My high school used that "objectives" system less and less as I moved up the grades -I assume that most teachers got tired of it pretty quickly and just decided to make their usual teaching material "look like objectives" rather than rebuild their curriculum in later years.
Jobs that actually need a strong foundation in CS theory are very rare, and will continue to be and the fantasy that you need a computer scientist to manage your CRUD app is resulting in many people incredibly over qualified for their positions and, in my opinion, one of the major reasons there's so much mental illness in the technology space.
Both focus on different goals and clearly they are not aligned and they shouldn't be either. I would be in favor of just getting the fundamentals to enter the workforce, get my feet wet, get a sense of how my interests match up with the market and then pursue focussed education in areas of interest.
This will require a lot of support from the academic institutions as well as progressive employers. This provides more arenas for longer and more meaningful relationships that are flexible, less rigid and can move faster to meet market needs.
A CS degree with at least 2 summer internships building real software ticks both boxes.
A Computer Science degree does not, and should not, be the sole qualifier for whether or not you want to be a programmer.
Many strong graduates wind up in roles at major companies - Google, Facebook, Amazon, Microsoft, etc - where they are working with teams to implement things that do require research, rigor, etc. Their value as a contributor is wrapped up in theory, the code is just an implementation detail.
Bootcampers, meanwhile, often find themselves at younger companies that are more focused on shipping features and stamping out bugs - areas where the ability to write and ship code quickly is a priority. The differences between a b-tree and a red-black tree will be moot to them unless they're interviewing; going beyond binary search, hashmap, and bloom filter sees diminishing returns on investment in the near term for most small companies.
This should be done in tandem with theory.
Questions are scored alpha for a completely correct solution, beta if the examinee demonstrated that they knew what they were doing by maybe made some small mistake, and gamma for a reasonable effort.
The bare minimum pass mark is one alpha.
It becomes a little like companies saying they value x & y, but take action only aligned to z.
Explicitly the aim is to eliminate students who haven't deeply understood some aspect of the curriculum, so accumulating lots of partial results is exactly what they don't want.

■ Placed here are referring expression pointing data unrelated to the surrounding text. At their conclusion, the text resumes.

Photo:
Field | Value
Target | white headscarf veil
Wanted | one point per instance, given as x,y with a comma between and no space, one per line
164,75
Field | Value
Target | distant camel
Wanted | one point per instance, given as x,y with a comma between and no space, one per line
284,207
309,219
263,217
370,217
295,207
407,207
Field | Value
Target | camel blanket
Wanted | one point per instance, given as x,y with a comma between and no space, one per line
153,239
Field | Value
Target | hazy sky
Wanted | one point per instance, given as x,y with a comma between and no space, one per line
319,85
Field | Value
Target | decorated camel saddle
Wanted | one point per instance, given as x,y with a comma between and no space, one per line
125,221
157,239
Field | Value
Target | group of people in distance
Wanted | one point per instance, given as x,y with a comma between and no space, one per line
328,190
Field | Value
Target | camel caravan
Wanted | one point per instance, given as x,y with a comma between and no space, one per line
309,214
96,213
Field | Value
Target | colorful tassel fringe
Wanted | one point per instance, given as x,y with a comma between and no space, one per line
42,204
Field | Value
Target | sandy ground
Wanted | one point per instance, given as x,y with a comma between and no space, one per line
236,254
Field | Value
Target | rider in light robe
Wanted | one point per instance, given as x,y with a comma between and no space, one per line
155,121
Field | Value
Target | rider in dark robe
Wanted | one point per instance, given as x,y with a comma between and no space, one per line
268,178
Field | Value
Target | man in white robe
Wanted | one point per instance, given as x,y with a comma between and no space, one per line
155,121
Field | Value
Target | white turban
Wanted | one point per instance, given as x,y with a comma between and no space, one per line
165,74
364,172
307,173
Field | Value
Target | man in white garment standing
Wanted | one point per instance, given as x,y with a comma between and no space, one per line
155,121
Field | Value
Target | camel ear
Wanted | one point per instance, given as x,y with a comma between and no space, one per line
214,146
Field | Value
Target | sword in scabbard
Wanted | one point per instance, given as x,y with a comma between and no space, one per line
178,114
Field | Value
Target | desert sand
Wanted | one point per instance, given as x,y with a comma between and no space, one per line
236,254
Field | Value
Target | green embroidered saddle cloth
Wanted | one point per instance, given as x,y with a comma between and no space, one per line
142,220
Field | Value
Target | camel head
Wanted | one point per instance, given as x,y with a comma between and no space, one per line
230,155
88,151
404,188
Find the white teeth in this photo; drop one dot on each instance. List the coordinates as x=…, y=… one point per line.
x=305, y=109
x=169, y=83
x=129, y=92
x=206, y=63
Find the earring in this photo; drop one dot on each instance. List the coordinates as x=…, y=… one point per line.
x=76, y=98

It's worth noting that out-right failure is extremely rare and subject to an appeals process etc. Partly this is because this is a set of exams at the end of each year of instruction with no mechanism for a re-sit, so a student who fails will not graduate (the system isn't totally barbaric, there are mechanisms in place to handle health related concerns etc.).
I looked up details, they can be found at https://www.maths.cam.ac.uk/undergrad/course/schedules.pdf
My memory is a little off. There is no gamma. And the pass is (in the first year) is 2alpha * beta
---
I suspect that the distribution of the curve has to depend on: subjectiviness of the test and on the grading. Tests with questions where you know it or you don't. And how much partial credit graders are willing to give.